A prevenção principal é o cuidado com o banho. Não se deve deixar entrar água nos ouvidos do cão, o que pode ser bastante difícil, então aconselha-se a utilização de algodão durante o banho, mas deve ser usado o algodão hidrófobo, que é aquele que não absorve água e é utilizado por baixo do gesso em caso de fraturas. Este algodão é encontrado em locais que comercializam medicamentos hospitalares.




O tratamento é feito normalmente à base de antibióticos ou antifúngicos de uso oral e uso tópico, anti - inflamatório e limpeza do canal auditivo com produtos específicos ou com algodão.

Alguns indivíduos melhoram as condições de otite quando se depilam os ouvidos, o que deve ser feito com produtos que provocam anestesia local. Na fase aguda, quando está muito infeccionado e com secreção, não se deve proceder à depilação pois pode piorar o quadro. Alguns cães entretanto não se adaptam à depilação e podem ter o quadro agravado também. Quando indicada, a depilação, que é na verdade o arrancamento dos pelos, deixa de ser necessária com o tempo, pois os pelos vão se tornando finos e deixam de crescer.

A utilização de antibióticos deve ser feita corretamente e pelo tempo total previsto, pois parar antes o tratamento pode selecionar bactérias resistentes. Da mesma forma, não se deve utilizar produtos que contenham antibióticos apenas depois do banho como forma preventiva.

Após o primeiro tratamento, caso não haja sucesso ou aconteça uma rescidiva, pode ser aconselhado uma coleta de material e envio ao laboratório para identificação da bactéria e do antibiótico específico, ou seja, cultura e antibiograma.
Alguns casos mais complicados podem requerer cirurgia para remoção do ouvido médio como forma de melhorar a anatomia, a aeração, a limpeza e propiciar uma convivência melhor com as bactérias e fungos que são habitantes normais do ouvido.

Na verdade, existe uma flora normal de bactérias e fungos que habitam o ouvido de cães, da mesma forma que no nosso. As otites podem ser, em alguns casos, o desequilíbrio destas populações, daí a importância da higiene, da aeração, da retirada de pelos quando for o caso e da manutenção da saúde como um todo para que o sistema imunológico faça sua parte.

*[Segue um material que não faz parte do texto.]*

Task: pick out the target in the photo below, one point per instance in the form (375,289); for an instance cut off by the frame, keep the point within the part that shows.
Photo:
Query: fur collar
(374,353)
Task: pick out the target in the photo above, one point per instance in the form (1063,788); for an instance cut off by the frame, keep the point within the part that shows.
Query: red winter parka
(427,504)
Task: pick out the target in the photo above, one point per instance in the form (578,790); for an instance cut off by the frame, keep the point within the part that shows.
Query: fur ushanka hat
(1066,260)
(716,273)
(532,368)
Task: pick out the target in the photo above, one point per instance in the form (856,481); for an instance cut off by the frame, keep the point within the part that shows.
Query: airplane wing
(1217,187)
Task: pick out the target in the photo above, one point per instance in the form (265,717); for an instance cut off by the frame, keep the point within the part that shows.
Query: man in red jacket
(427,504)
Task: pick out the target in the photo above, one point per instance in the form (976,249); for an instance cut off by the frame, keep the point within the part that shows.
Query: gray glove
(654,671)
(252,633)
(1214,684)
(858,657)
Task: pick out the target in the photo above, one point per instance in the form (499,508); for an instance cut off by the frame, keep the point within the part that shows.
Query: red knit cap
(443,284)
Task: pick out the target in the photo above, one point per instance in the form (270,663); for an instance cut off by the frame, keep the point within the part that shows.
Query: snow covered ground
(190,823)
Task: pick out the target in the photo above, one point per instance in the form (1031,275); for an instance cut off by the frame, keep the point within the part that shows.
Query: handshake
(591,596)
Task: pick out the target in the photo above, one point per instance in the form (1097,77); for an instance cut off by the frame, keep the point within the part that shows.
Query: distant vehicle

Muitos tutores, no desejo de manter um ouvido saudável no tutelado, acabam por piorar a situação ao utilizarem produtos oleosos, água e álcool para limpeza rotineira, o que pode desequilibrar mais ainda a flora e causar otite. A dica básica é utilizar algodão sêco apenas, e muito cuidado com hastes com algodão na extremidade, pois podem empurrar as secreções normais para o fundo do ouvido e causar mais problemas.

Aconselhável que não se faça medicação por conta própria, não se repita receitas e nem se compartilhe receitas com amigos. Cada caso é um caso e caso e casos semelhantes podem pedir soluções diferentes.